FBI director James Comey has been campaigning against Apple and Google’s decision to introduce “end-to-end” encryption on the companies’ respective smartphones since they announced it last fall. Most recently, Comey testified before the Senate Judiciary Committee about the dangers of encryption and asked Senators to pressure tech companies into rolling it back so that the contents of smartphones would be accessible to law enforcement. Comey argued that criminals are “going dark,” hiding evidence of their wrongdoing behind encryption that his agency cannot break.
However, Comey’s arguments about encryption don’t align with how iPhone encryption actually works, claims computer-security researcher Nicholas Weaver. In a post on the blog Lawfare on Tuesday, Weaver points out that, even if encryption protects the contents of your iMessages, the FBI can still obtain plenty of information about you from your iPhone — for instance, your location data and your iMessage metadata would both be accessible to law enforcement with a warrant.
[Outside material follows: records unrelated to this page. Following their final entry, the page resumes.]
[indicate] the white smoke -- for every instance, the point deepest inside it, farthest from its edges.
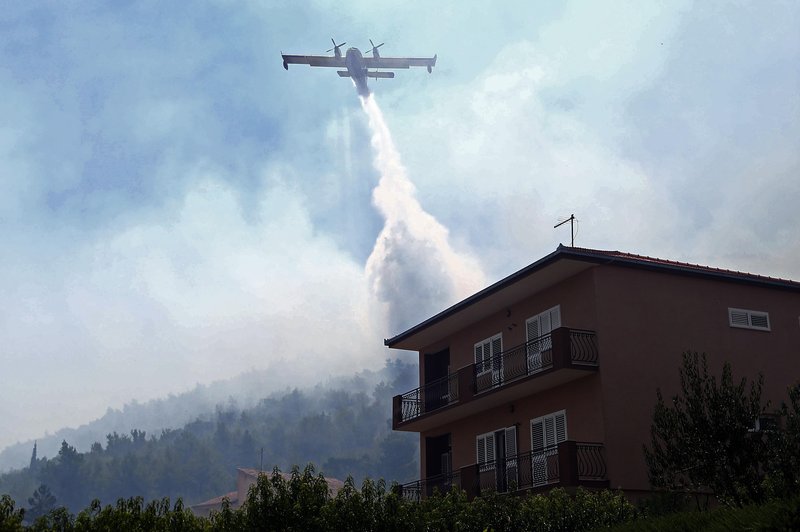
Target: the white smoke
(413, 270)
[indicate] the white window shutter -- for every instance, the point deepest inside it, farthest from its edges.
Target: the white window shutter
(739, 317)
(532, 328)
(497, 345)
(545, 324)
(511, 442)
(549, 431)
(537, 434)
(561, 426)
(555, 318)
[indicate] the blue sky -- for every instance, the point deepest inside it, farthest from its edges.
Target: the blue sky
(176, 208)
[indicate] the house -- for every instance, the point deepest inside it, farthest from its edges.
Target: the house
(549, 376)
(244, 479)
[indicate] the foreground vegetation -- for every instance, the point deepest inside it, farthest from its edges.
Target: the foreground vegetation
(303, 503)
(719, 440)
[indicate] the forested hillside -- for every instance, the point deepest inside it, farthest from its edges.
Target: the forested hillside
(345, 430)
(176, 410)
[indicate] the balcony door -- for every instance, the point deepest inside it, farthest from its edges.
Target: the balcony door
(488, 362)
(438, 463)
(436, 390)
(537, 331)
(497, 459)
(546, 433)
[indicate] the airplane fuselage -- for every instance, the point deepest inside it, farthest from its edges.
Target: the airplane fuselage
(358, 72)
(358, 67)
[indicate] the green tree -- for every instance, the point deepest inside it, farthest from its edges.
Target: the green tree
(702, 440)
(41, 502)
(10, 519)
(783, 442)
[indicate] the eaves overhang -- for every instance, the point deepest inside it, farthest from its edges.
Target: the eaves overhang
(559, 265)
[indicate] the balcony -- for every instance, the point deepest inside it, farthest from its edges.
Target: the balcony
(415, 491)
(568, 464)
(545, 362)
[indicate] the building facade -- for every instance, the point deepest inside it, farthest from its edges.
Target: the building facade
(549, 376)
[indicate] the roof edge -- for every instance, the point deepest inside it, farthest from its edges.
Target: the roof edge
(599, 257)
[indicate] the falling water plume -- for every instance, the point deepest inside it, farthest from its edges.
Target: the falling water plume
(413, 270)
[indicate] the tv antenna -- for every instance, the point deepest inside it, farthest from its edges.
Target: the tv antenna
(571, 221)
Crucially, Weaver also points out that iPhone users who enable iCloud backups would be vulnerable to a FBI search warrant. iCloud backs up the contents of messages to Apple’s servers, making the messages themselves easily accessible — a far cry from the inaccessibility described by Comey before the Senate Judiciary Committee.
“Finally, there is iMessage, whose ‘end-to-end’ nature, despite FBI complaints, contains some significant weaknesses and deserves scare-quotes,” Weaver explains. Even though Apple CEO Tim Cook has claimed that there is no way for the company to read users’ iMessages, Weaver points out that it is possible to compromise the cryptography used to encrypt these messages.
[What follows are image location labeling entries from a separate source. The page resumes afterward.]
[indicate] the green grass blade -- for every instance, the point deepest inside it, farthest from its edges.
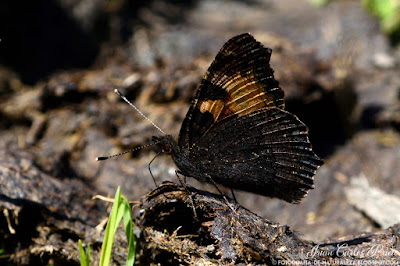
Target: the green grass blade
(128, 225)
(106, 247)
(84, 258)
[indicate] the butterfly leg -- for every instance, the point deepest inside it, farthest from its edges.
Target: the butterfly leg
(189, 193)
(151, 173)
(233, 196)
(220, 192)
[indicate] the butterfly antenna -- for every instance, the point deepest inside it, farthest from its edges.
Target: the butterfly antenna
(102, 158)
(145, 117)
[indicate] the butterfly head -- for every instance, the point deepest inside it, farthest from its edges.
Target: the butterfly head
(165, 144)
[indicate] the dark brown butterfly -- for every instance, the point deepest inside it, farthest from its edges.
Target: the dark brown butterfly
(237, 133)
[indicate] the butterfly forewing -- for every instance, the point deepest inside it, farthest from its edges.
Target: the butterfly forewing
(239, 81)
(237, 133)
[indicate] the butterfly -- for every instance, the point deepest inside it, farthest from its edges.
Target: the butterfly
(237, 133)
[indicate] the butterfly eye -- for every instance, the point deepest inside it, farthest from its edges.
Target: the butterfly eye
(166, 148)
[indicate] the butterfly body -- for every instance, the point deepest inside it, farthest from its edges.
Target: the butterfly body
(237, 133)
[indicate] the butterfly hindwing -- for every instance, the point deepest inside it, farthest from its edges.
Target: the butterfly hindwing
(237, 133)
(238, 82)
(266, 152)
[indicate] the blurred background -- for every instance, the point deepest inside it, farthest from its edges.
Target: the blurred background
(337, 61)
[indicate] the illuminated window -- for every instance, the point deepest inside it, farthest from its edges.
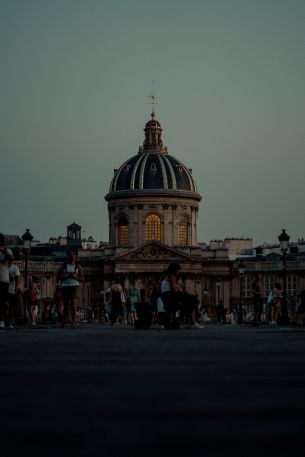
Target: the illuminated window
(153, 228)
(123, 234)
(123, 230)
(183, 233)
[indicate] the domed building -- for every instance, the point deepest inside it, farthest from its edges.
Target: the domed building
(152, 197)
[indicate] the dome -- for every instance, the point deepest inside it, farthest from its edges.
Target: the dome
(153, 169)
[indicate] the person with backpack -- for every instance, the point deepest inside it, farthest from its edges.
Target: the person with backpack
(70, 274)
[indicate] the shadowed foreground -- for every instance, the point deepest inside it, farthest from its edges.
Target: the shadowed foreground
(117, 391)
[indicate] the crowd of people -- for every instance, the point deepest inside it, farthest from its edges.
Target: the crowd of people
(169, 304)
Some encryption systems use a public keyserver, where users can look up and independently verify each other’s keys. However, Apple’s keyserver is private, so users have no way to independently verify each other’s keys. Apple could collaborate with law enforcement to provide a false key, thereby intercepting a specific user’s messages, and the user would be none the wiser. Weaver writes, “There remains a critical flaw: There is no user interface for Alice to discover (and therefore independently confirm) Bob’s keys. Without this feature, there is no way for Alice to detect that an Apple keyserver gave her a different set of keys for Bob. Without such an interface, iMessage is ‘backdoor enabled’ by design: The keyserver itself provides the backdoor.” Weaver says this vulnerability could also be used to tap into FaceTime calls.
“If one desires confidentiality, I think the only role for iMessage is instructing someone how to use Signal [an open-source encrypted messaging app],” Weaver concludes.